Why your Web apps are sitting ducks

Date: 02 March 2007
(ICT World)
Bob Brown, Network World (US)
Despite improvements in code quality, Web servers remain at a high risk of being hacked, according to a paper from researchers who use honeypot technologies to examine how hackers tick.

The Honeynet Project, which provides real systems with which unwitting attackers can interact, says Web applications remain vulnerable for a host of reasons. These include poor-quality code, the fact that attacks can be performed using PHP and shell scripts (which is generally easier than using buffer-overflow exploits), and the emergence of search engines as hacking tools.

What's more, Web servers can be a gold mine for hackers, in that they have higher bandwidth connections than most desktops and often link to an organisation's databases.

The group's findings are outlined in a paper titled: "Know Your Enemy: Web Application Threats". Researchers involved in honeynet projects in Chicago, Germany and New Zealand collaborated on the paper.

The report reads at one point: "Web applications commonly face a unique set of vulnerabilities due to their access by browsers, their integration with databases, and the high exposure of related Web servers. The modern Web server setup commonly presents multiple applications running on one host and available via a single port, creating a large surface area for attack."

Code injection, remote code-inclusion, SQL injection and cross-site scripting are cited as common attack modes. Search, spider and IP-based scanning are cited as typical of the discovery techniques used by hackers seeking vulnerable applications.
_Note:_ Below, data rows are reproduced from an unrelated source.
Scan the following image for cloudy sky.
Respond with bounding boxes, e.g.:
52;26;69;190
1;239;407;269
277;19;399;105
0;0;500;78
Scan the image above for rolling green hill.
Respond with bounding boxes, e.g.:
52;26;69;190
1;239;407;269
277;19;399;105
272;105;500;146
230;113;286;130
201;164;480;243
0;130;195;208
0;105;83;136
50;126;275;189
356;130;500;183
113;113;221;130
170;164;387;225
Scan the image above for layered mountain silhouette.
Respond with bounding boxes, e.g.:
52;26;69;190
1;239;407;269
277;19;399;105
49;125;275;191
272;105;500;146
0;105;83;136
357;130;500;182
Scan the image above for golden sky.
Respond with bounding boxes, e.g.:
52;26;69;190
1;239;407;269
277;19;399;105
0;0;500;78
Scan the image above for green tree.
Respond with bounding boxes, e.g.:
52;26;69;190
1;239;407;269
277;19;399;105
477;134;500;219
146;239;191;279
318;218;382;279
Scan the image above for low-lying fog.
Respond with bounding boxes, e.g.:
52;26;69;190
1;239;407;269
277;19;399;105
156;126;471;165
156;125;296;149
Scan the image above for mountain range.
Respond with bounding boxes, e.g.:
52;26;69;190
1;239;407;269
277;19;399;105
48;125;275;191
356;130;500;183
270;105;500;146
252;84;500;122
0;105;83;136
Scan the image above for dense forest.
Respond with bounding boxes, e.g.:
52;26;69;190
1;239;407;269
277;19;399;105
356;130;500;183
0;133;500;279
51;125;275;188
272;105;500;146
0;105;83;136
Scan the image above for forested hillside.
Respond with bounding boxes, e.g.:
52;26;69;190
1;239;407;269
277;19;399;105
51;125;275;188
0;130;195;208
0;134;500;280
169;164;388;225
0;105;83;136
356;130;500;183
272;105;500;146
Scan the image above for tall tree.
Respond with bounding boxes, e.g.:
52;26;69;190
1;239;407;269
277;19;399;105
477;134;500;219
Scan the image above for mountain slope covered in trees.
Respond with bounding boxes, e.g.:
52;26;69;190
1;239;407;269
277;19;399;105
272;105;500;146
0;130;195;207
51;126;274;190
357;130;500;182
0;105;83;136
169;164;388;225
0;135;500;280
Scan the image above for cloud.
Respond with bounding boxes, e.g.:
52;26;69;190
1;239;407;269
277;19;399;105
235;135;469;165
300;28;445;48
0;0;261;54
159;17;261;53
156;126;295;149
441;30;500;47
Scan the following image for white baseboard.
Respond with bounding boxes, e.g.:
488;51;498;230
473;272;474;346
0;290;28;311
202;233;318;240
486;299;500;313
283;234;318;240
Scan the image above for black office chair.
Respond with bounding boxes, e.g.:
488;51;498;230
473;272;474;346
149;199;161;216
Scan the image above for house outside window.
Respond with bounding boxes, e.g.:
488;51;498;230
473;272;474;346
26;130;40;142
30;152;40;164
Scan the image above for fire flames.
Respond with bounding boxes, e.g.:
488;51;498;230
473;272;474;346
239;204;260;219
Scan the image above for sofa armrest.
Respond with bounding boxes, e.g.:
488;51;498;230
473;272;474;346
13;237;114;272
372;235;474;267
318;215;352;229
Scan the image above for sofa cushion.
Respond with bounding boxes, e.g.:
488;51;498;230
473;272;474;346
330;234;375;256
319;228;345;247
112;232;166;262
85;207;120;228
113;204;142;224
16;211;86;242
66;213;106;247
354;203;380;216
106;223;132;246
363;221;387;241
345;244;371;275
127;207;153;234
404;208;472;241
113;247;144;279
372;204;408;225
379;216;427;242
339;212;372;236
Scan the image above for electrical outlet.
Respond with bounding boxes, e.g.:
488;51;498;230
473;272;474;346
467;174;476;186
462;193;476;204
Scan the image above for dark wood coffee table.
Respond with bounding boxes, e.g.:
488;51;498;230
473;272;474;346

Hackers attempt to disguise their identities using proxy servers, the Google Translate service, onion routers and other systems, the researchers write.

Defacement, phishing attacks, e-mail spam, blog spam, botnet recruitment and hosting of files were found to be among the hackers' goals.

"By becoming a tool for an attacker to inflict harm on other systems, a site may be opening itself up to liability issues if they have not been paying sufficient attention to security," the report states. "For example, if a machine is joined to a botnet, it may be a participant in a denial-of-service attack against an external site, or may be used to recruit other machines into the botnet."

While the researchers say more of the same is in store for organisations using Web servers and applications, they did offer security recommendations. These include keeping an inventory of applications on Web servers and maintaining patch levels for them, as well as correctly configuring Web servers. Network and host-based intrusion-detection systems also can help, the researchers add.